Help to optimize processing

I’m having performance issues on our Graylog installation. It can’t keep up with incomming messages, and I need some tips on improving.

The version is 2.4.6, on docker on Ubuntu. I have a standard 1 node setup with Graylog, ES and Mongodb on seperate docker containers.

The processing shows 100 utilization, and memony consumption jumps up 3 times from up from around 1gb to 1.6 gb of 1.8 in steps each second and then return to 1gb.

Process buffer is full/100%

I have a processing average on 500-1000 msg per second.

The docker PS shows and CPU utilization on 90-140%.

I guess I’ll might have to bring in more CPU power, or maybe tweak the number of processor buffers?

I only have a single rule and a pipeline setup. All really simple and it seems to be very restricted in what it is doing.

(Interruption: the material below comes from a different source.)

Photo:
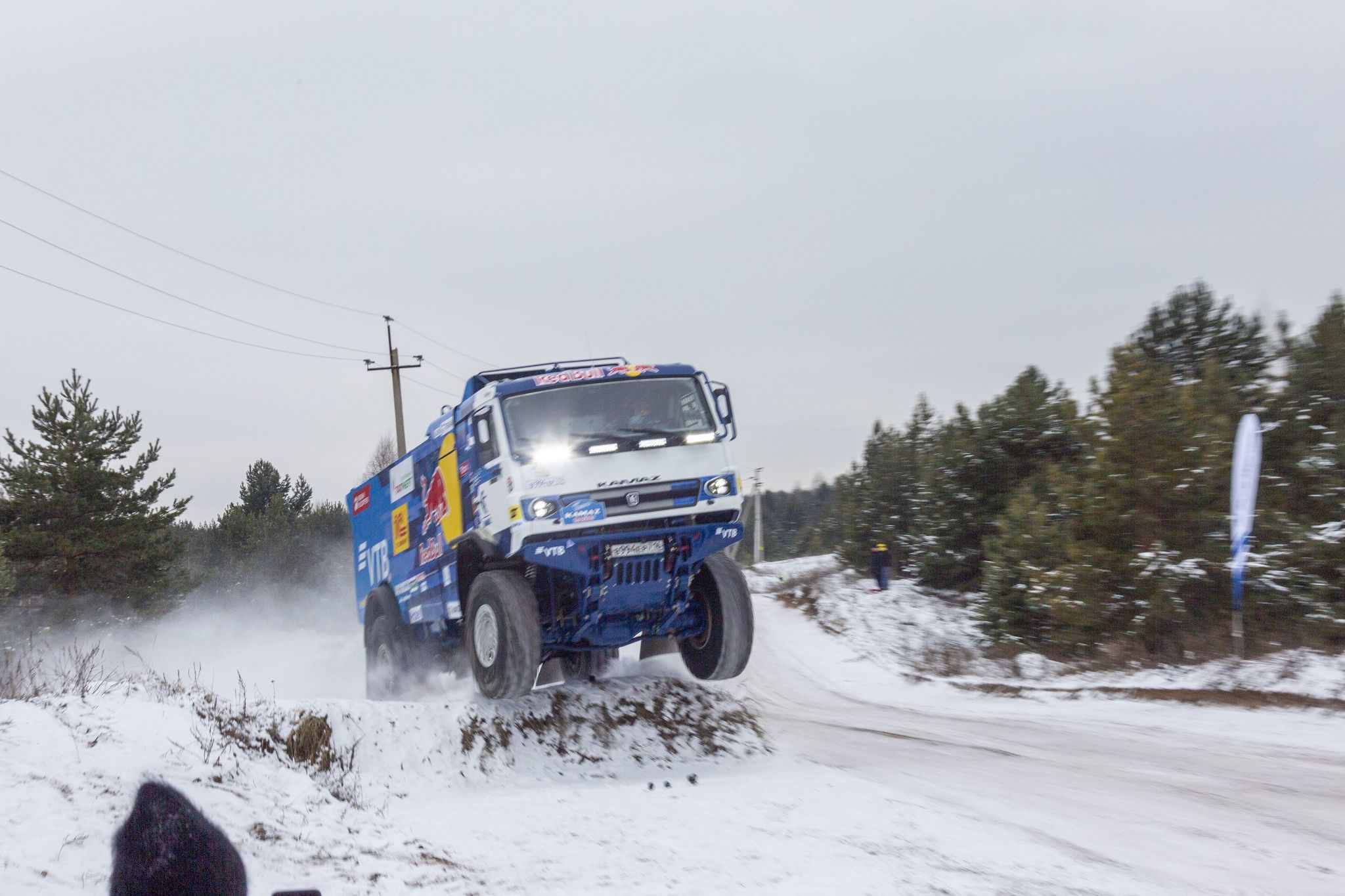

AWS lookup and GeoIP resoler are disabled.

Any hints to what I can do for getting better performance?

Best regards, Peter Meldgaard

You may want to consider moving your Elasticsearch to another machine so it can handle the influx from GL. I used elasticdump (https://www.npmjs.com/package/elasticdump) to do this since I don’t have resources to start up a elastic cluster. There are also a lot of other posts on optimizing in the GL community if you search for them… here is one, though they have clusters rather than docker instances. Status Green, all systems go. How to optimize?

500-1k message not a lot…
before you do anything (without sence…) analize the problem.
after you know where is the problem solve it.
that’s simple, isn’t it? :smiley:

check the top on your machine. ES or GL cause the load?
check the server.conf, count the processors number. it sould less than the 3/4 of your cpu cores. (count with other processes also on your machine)(but the best, leave the original values…, its work over 15k messages/host also)
check the java heap size. eg. lookup tables can eat a lot memory.
if you don’t see any error… and you see GL eat all of your CPUs, check your extensions, and pipelines. GL contains a lot of metrics, you can check where is the problem. I suggest start with your regexps. If you don’t have time to digging, do logarithm search, temp disable your pipelines.

Do this tings, and share all the information what you collect.

Thank you macko003, for suggested bullets.

I’ll certanly analyze., but first I need to upgrade to 3.0. So this is causing a little delay on this.

I’ll be back with more finding as soon as we’re on 3.0 and have analyzed the performance problems.

BR Peter

This topic was automatically closed 14 days after the last reply. New replies are no longer allowed.